Jose Ventura-Reyes applied for protection under the Convention Against Torture (CAT).  He feared torture in the Dominican Republic because: (1) a politically influential Dominican family believed that he was responsible for the murder of their patriarch in the Dominican Republic; and (2) he was an informant for the U.S. Drug Enforcement Administration, allegedly resulting in the arrests of members of the drug-trafficking Gonzalez Molina family, which would seek revenge against him.  At the time of the death of the patriarch's death in the Dominican Republic, the Dominican authorities responded to the scene of the event (which involved multiple members of two families involved in a violent altercation) and intervened to end the confrontation.  Over the years following the events in the Dominican Republic, Ventura-Reyes returned to the Dominican Republic several times without ever being harmed.  His wife traveled several more times to the Dominican Republic and was never harmed.  The Immigration Judge denied his application for CAT protection, and the Board of Immigration Appeals affirmed.

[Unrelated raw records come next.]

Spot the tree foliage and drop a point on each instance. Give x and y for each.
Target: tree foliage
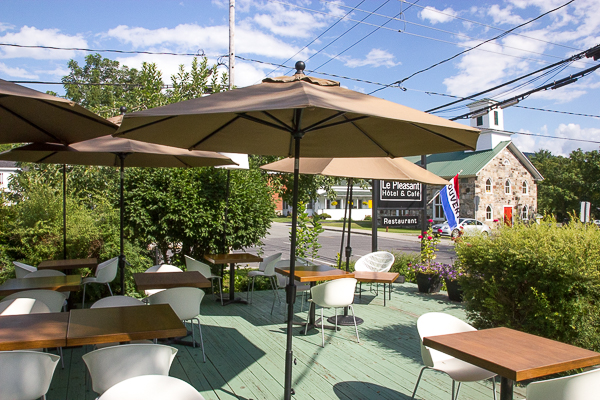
(568, 181)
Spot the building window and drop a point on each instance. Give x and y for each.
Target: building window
(438, 210)
(507, 186)
(525, 213)
(488, 185)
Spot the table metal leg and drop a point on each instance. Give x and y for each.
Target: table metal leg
(506, 389)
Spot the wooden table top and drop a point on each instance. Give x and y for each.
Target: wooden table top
(33, 331)
(232, 258)
(379, 277)
(313, 273)
(123, 324)
(69, 264)
(168, 280)
(513, 354)
(68, 283)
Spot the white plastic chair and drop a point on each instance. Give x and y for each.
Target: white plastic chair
(379, 261)
(26, 374)
(185, 301)
(583, 386)
(433, 324)
(22, 269)
(160, 268)
(152, 387)
(334, 294)
(267, 269)
(192, 264)
(106, 272)
(282, 281)
(54, 300)
(110, 365)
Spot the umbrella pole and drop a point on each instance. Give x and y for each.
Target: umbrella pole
(290, 288)
(122, 217)
(64, 211)
(344, 226)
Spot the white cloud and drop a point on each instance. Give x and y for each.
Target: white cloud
(559, 146)
(16, 72)
(214, 40)
(375, 58)
(504, 15)
(31, 36)
(435, 16)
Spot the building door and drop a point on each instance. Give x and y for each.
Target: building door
(508, 216)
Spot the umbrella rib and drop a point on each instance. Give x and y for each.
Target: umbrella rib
(440, 135)
(337, 123)
(276, 119)
(263, 122)
(315, 125)
(32, 124)
(143, 126)
(219, 129)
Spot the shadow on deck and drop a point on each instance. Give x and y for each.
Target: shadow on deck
(245, 351)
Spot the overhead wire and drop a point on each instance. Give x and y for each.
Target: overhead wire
(399, 82)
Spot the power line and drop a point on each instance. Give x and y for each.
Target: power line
(490, 26)
(476, 46)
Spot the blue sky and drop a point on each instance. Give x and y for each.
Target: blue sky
(414, 37)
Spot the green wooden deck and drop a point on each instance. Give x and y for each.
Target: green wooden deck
(245, 350)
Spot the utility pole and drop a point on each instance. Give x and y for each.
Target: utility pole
(231, 42)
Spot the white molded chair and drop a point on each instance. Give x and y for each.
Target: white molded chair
(433, 324)
(26, 374)
(283, 280)
(379, 261)
(334, 294)
(583, 386)
(192, 264)
(106, 272)
(267, 269)
(160, 268)
(22, 269)
(152, 387)
(185, 301)
(22, 305)
(54, 300)
(110, 365)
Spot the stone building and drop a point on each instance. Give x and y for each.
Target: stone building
(497, 181)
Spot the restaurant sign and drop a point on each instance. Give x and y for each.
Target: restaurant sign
(400, 195)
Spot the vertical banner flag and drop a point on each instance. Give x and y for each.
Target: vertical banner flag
(450, 202)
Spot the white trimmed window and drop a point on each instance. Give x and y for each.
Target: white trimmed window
(488, 185)
(525, 213)
(438, 209)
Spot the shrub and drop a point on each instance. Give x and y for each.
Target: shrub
(542, 279)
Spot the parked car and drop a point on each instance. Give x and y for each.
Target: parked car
(467, 225)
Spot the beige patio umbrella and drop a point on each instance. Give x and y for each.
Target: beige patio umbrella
(27, 115)
(274, 117)
(117, 152)
(394, 169)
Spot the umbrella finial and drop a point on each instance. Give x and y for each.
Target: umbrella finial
(300, 67)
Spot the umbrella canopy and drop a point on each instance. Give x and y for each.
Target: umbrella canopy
(394, 169)
(27, 115)
(110, 151)
(276, 116)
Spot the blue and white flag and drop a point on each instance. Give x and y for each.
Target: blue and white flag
(450, 202)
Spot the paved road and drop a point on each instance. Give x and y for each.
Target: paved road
(278, 242)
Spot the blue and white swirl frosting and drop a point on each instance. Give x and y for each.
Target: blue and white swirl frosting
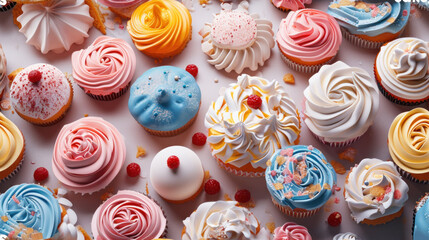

On appeal, the Sixth Circuit first addressed its jurisdiction over Ventura-Reyes' case, and determined that because he was removable as a criminal alien, they had limited jurisdiction over his appeal, even though he was not charged with deportability for his criminal offenses.  Thus, the court would only have jurisdiction over constitutional claims and questions of law.  The court then affirmed the Immigration Judge's credibility determination with reference to Ventura-Reyes' witness, determined that Ventura-Reyes' challenge to an evidentiary ruling did not implicate a constitutional claim (and thus, was outside its jurisdiction to consider), and dismissed his challenge to the Immigration Judge's interpretation of the requirement of government acquiescence.